Since privatization of lunch rooms in 1995, the food services department has been fraught with scandal, especially in recent years. CPS has contracted with three different food service vendors since 2000: Preferred Meals, Chartwell-Thompson, and Aramark.

While the CPS contracts all promise that students will be served “nutritious and appealing meals,” the food services vendors across the country are raking in millions by providing cheap fast food. According to the New York Times:

An increasingly cozy alliance between companies that manufacture processed foods and companies that serve the meals is making students — a captive market — fat and sick while pulling in hundreds of millions of dollars in profits. At a time of fiscal austerity, these companies are seducing school administrators with promises to cut costs through privatization. Parents who want healthier meals, meanwhile, are outgunned. (Komisar, 2011)

As a case in point, the CPS Director of Nutrition Services was forced to resign in 2011 after it came to light that she was a former VP for Chartwell-Thompson and helped secure the successful bid.10

After the Chartwell-Thompson scandal, Aramark became the exclusive food service provider at CPS when former CEO Jean-Claude Brizard took over in 2011. He hired Aramark manager Leslie Fowler as the head of CPS’s Office of Nutrition Support Services. The CPS Inspector General (IG) launched an investigation on how Fowler handled the contract after it came to light that she had dined with Aramark officials, but in the end the IG determined she did not violate CPS ethics policies.11

CPS recently renewed the Aramark contract for the third time. Since Aramark took over in 2011, CPS has expanded its food service contract to include charter schools. Each contract since the year 2000 has a stated outcome: “Vendor’s services will result in nutritious and appealing meals.” Around 2012, the contracts also added: “that meet federal, state and local regulations and CPS standards.”12 Because both breakfast and lunch are now mandatory for all students, and with the addition of charter schools, the food services contract has increased 127% since 2001, growing from $45 million to over $102 million.

Custodial

The 1995 School Reform Act gave CPS the right to privatize school custodians. CPS drastically reduced the workforce and private companies that replaced CPS management cut wages and pension benefits, although the custodians remained unionized in SEIU.13 Since 1998 (the furthest back that contracts could be obtained online), CPS has contracted with a total of 18 different custodial companies:

In February, 2014, under the guise of saving money and having cleaner schools, CPS outsourced the management of school custodians to Aramark and SodexoMagic, at a cost of $340 million. The driver behind this decision was then CAO Tim Cawley, who came to CPS via another outsourcing company, the Academy for Urban Leadership (AUSL).

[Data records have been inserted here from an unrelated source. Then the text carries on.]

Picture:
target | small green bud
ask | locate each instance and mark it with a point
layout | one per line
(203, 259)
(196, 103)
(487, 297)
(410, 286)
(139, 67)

Mr. Cawley claimed that outsourcing would “result in an enhanced learning environment” and principals would be able to “focus on instruction and family and community engagement.”14 These claims are very far from the realities in the schools at the start of the 2014-15 school year, as indicated by responses from over 1000 teachers to a CTU survey about the outsourced custodial services. Teachers reported a loss to school cleanliness as well as a loss to their school communities:

We had a wonderful staff prior to this chaos!! We miss Norma who had been here for more years than I can count. She added a personal touch and held an investment in our school and now we have no idea who is cleaning. Norma would go above and beyond and took pride in her job. She was one of us. Our school has never been in such disarray and our teachers our unhappy.
Custodial staff are simply not a part of school life like they used to be; this is detrimental to school culture.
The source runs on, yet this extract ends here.